Molti governi hanno stanziato risorse per incentivare la creazione di nuovi strumenti e soluzioni per affrontare la crisi. Gli hackathon si sono rivelati una modalità vincente per la raccolta di idee, un vero e proprio campo libero per nuove proposte da parte di incubatori di start up. L’Estonia è stato il primo paese ad organizzare “Hack the Crisis”, un hackathon online che in appena 6 ore ha raccolto oltre 90 idee. Sulla scia dell’esempio Estone, è stato organizzato un hackathon mondiale e poco dopo l’Ue ne ha promosso un altro rivolto a tutta la comunità. In Italia, ad esempio, è nata Imask, un’invenzione siciliana, una maschera riutilizzabile, riciclabile e conveniente, mentre Isinnova in Lombardia ha trasformato un maschera da sub in un respiratore sanitario. Uscendo dai confini nazionali ci sono ragazzi, come Marta Michans and Vanesa Ortega, che si sono inventati degli strumenti gratuiti per dare sostegno psicologico alle persone durante la quarantena. In Cile una piccola start-up ha creato un prototipo di mascherina, gratuito, scaricabile e stampabile da chiunque nel mondo con materiali classici o eco-friendly. Ne ho citate solo alcune, la lista è molto lunga.

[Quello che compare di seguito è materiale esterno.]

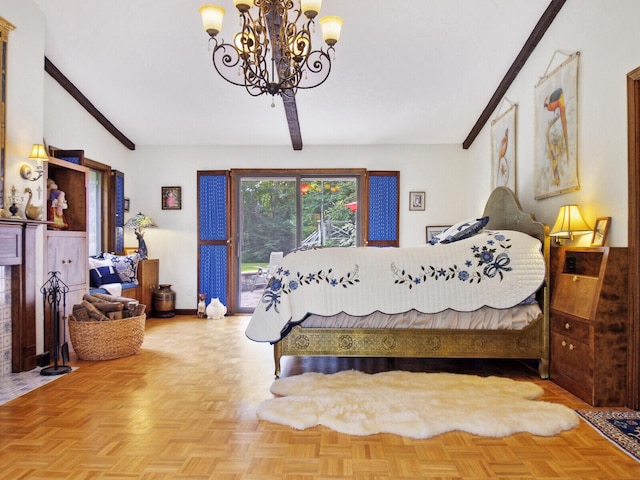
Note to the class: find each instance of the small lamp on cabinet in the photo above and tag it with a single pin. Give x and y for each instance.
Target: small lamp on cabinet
(569, 223)
(39, 155)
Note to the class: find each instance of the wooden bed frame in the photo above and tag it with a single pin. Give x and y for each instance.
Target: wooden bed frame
(531, 343)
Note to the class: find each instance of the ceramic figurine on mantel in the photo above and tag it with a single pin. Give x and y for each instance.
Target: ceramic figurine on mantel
(13, 199)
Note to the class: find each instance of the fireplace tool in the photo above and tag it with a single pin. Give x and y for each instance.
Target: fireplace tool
(54, 297)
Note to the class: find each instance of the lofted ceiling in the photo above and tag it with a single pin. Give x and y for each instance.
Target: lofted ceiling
(406, 71)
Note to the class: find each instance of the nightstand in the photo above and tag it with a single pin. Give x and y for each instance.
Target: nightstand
(589, 323)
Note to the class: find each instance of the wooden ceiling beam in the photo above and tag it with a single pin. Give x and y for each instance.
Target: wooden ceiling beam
(536, 35)
(290, 108)
(65, 83)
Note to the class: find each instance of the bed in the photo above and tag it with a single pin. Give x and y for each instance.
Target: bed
(322, 302)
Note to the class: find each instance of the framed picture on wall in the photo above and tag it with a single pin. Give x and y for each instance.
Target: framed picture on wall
(600, 231)
(416, 200)
(556, 131)
(171, 198)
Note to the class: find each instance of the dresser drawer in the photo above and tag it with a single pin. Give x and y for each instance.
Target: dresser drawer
(575, 294)
(571, 358)
(571, 328)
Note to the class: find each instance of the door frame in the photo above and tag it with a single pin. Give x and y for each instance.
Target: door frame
(633, 225)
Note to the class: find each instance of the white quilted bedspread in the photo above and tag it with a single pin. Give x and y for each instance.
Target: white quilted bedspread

L’innovazione è venuta anche dai governi stessi. L’approccio convenzionale non basta più, si cercano soluzioni alternative e nuovi orizzonti da esplorare. Ne è esempio la proposta del Primo Ministro neozelandese, su suggerimento di impresari e lavoratori, di implementare un nuovo schema che prevede soli 4 giorni a settimana di lavoro e i restanti di svago per stimolare il turismo domestico e quindi la ripresa economica. I risvolti futuri non si conoscono, ma la proposta dimostra un approccio diverso, coraggioso e consapevole che il futuro va affrontato di petto. La Danimarca si muove investendo sull’educazione e sulle energie rinnovabili, attraverso un progetto che prevede la costruzione di isole artificiali per la produzione di energia. Si focalizza quindi su due aspetti chiave del futuro di un paese: i piccoli, futuri leader, e l’ambiente.

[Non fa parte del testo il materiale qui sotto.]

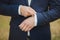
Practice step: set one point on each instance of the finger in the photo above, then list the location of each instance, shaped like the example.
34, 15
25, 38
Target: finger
32, 10
30, 28
21, 25
27, 28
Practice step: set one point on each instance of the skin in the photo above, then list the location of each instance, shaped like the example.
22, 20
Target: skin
28, 23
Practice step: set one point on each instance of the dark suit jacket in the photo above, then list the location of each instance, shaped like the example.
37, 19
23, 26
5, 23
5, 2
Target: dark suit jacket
44, 17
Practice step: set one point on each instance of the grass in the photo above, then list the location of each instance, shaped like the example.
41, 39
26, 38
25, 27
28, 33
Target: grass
4, 28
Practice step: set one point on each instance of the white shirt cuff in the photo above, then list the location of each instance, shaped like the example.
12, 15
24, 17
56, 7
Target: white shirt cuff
35, 20
19, 12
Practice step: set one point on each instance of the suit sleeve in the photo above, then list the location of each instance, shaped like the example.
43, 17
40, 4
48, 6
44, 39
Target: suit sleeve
52, 14
8, 9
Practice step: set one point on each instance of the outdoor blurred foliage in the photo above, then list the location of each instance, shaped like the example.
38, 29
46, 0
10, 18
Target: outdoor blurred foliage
4, 28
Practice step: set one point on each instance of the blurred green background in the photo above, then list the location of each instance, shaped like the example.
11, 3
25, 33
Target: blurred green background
4, 28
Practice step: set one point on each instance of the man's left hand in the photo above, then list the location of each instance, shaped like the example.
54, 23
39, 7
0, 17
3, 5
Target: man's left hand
27, 24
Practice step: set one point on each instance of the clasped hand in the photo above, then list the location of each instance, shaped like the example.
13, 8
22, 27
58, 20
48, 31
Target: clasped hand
28, 23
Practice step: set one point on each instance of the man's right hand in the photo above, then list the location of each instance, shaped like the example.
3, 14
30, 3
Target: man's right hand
27, 11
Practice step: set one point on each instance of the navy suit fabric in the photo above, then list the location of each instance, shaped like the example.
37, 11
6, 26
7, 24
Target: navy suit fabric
47, 11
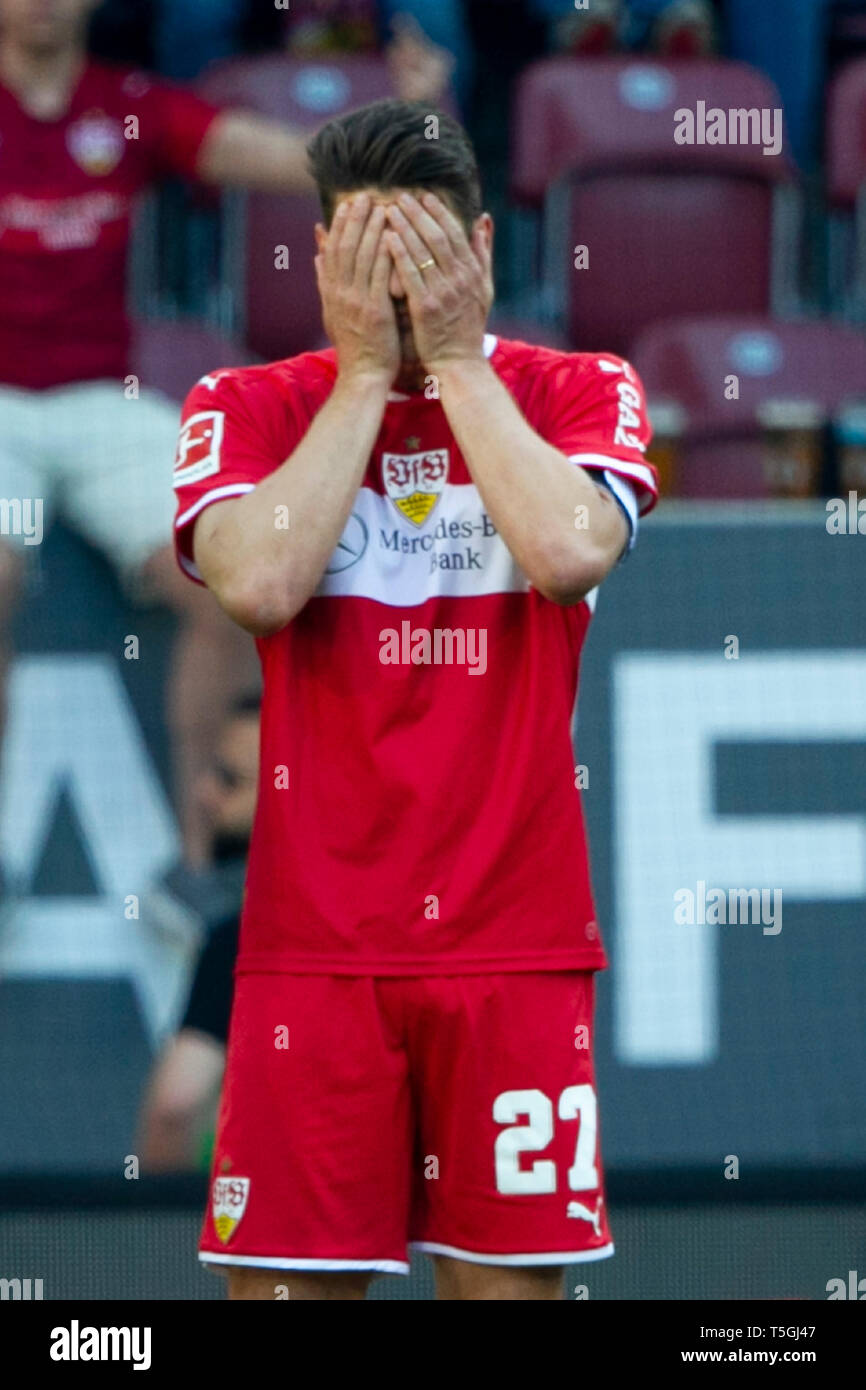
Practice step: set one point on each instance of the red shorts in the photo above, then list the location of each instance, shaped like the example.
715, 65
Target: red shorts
362, 1115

Due importanti conclusioni:

1) il virus sta sbloccando l’innovazione dai precedenti vincoli, grazie ad una maggiore propensione all’investimento nell’innovazione con lo scopo di rendere società, aziende e governi più resilienti;

2) disponiamo di un potenziale immenso che è dato dalla nostra creatività e capacità di adattamento a situazioni e contesti sconosciuti.

Entrambi gli aspetti, se ben veicolati e sfruttati, ci fanno ben sperare sul futuro nostro e delle prossime generazioni. Ora più che mai il futuro è nelle nostre mani.